Escolhemos por conforto, não só por verdade
Há uma tendência humana, muito compreensível, para gostar mais de quem nos faz sentir bem. Guardamos por perto quem nos elogia, quem confirma as nossas decisões, quem nunca nos contraria em público. Isto não é fraqueza de carácter — é economia emocional. Todos precisamos de algum lugar onde não sejamos constantemente avaliados.
O problema começa quando essa economia emocional substitui por completo o espaço para a honestidade. Se todas as pessoas à nossa volta só confirmam, deixamos de ter acesso a informação valiosa sobre nós próprios. Um elogio constante pode ser tão limitador como uma crítica constante — ambos, em excesso, deixam de nos dizer alguma coisa sobre nós e passam a dizer tudo sobre a necessidade de quem os profere.
Elogio, lealdade, honestidade, manipulação — não são a mesma coisa
É importante não confundir estas categorias, porque cada uma cumpre uma função diferente. O elogio sincero celebra algo real; a lealdade mantém-se presente mesmo quando é incómodo; a honestidade diz o que precisa de ser dito, mesmo sem ser pedida; a manipulação usa qualquer uma das três como disfarce para obter controlo ou vantagem. E depois há a crítica útil — aquela que dói um pouco, mas que nos dá informação que podemos realmente usar.
Aprender a distinguir estas vozes é um dos trabalhos mais úteis que podemos fazer sobre nós próprios. Nem toda a gente que discorda de nós nos quer mal, e nem toda a gente que nos aplaude quer o nosso bem. O critério não deve ser 'isto soa bem?' mas sim 'isto é verdadeiro, e vem de alguém que quer que eu cresça?'
Dito isto, seria injusto e simplista concluir que quem está perto de nós tende a trair-nos. A maioria das relações próximas sobrevive precisamente porque assenta em lealdade genuína. O que vale a pena é manter os olhos abertos — não com desconfiança generalizada, mas com a maturidade de saber que intimidade não é sinónimo automático de verdade.
Os amigos sabem o que quiseste dizer. O público só vê o que disseste
Há aqui uma lição direta para quem constrói uma marca pessoal. As pessoas que nos conhecem bem preenchem as lacunas da nossa comunicação com contexto, com história, com benefício da dúvida. Sabem o que quisemos dizer, mesmo quando dissemos mal. É um privilégio — e também um ponto cego.

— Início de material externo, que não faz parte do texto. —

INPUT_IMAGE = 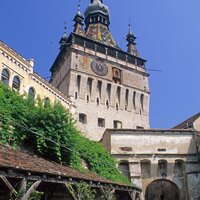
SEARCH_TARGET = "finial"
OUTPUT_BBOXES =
[128,18,132,34]
[64,21,67,33]
[78,0,81,12]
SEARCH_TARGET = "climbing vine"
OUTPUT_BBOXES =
[0,84,130,183]
[66,181,96,200]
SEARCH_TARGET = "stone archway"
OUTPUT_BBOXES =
[145,179,180,200]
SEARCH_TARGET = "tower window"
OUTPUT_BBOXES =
[97,81,102,98]
[107,83,111,101]
[44,97,51,107]
[1,69,10,85]
[87,78,92,95]
[76,75,81,92]
[87,95,90,103]
[133,92,136,110]
[140,94,144,110]
[106,100,110,108]
[97,98,99,105]
[113,121,122,129]
[28,87,35,102]
[140,160,151,178]
[117,87,121,103]
[98,118,105,127]
[79,113,87,124]
[116,103,119,110]
[125,89,129,107]
[12,76,20,91]
[74,92,78,99]
[158,160,167,178]
[113,68,121,84]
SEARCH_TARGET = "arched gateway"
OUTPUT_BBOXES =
[145,179,180,200]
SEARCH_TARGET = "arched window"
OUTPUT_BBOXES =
[174,160,184,177]
[118,161,130,178]
[125,89,129,107]
[140,160,151,178]
[76,75,81,92]
[79,113,87,124]
[44,97,50,107]
[1,69,10,85]
[133,91,136,110]
[140,94,144,110]
[158,160,167,178]
[28,87,35,101]
[12,76,20,91]
[113,120,122,129]
[116,86,121,104]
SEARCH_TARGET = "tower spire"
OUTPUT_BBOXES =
[74,0,85,35]
[59,21,68,47]
[126,20,139,57]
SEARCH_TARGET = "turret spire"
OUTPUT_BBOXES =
[126,21,139,57]
[84,0,110,29]
[59,21,68,48]
[74,0,85,35]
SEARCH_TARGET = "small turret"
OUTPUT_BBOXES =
[126,24,140,57]
[74,1,85,35]
[59,24,68,48]
[84,0,110,29]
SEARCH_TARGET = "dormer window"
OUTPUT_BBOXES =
[113,68,121,84]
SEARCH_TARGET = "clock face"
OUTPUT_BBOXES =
[91,61,108,76]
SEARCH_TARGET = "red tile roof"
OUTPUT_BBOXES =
[173,113,200,129]
[0,145,133,186]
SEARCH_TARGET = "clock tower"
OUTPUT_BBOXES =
[51,0,150,141]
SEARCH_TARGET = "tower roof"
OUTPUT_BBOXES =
[85,0,109,17]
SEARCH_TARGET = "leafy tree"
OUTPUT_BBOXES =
[0,84,130,183]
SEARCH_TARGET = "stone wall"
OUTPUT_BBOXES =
[102,130,200,200]
[51,44,149,141]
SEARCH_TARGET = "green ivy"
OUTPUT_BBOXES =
[0,84,130,183]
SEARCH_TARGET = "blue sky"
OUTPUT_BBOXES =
[0,0,200,128]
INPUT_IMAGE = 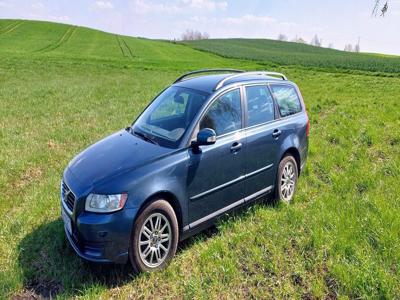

O público, o cliente, o mercado, não têm esse contexto. Não sabem o que quiseste dizer. Só têm acesso àquilo que efetivamente comunicaste. Por isso, os elogios de quem nos ama, sendo genuínos, não são um bom termómetro para saber se estamos a ser compreendidos lá fora.
Stay true. Be understood. — as duas coisas não são a mesma, mas precisam de coexistir. Podes ser fiel a ti próprio dentro do teu círculo mais próximo e, ainda assim, estar a comunicar mal para o mundo. Saber ouvir quem te ama sem depender exclusivamente disso é, também, uma forma de branding pessoal maduro.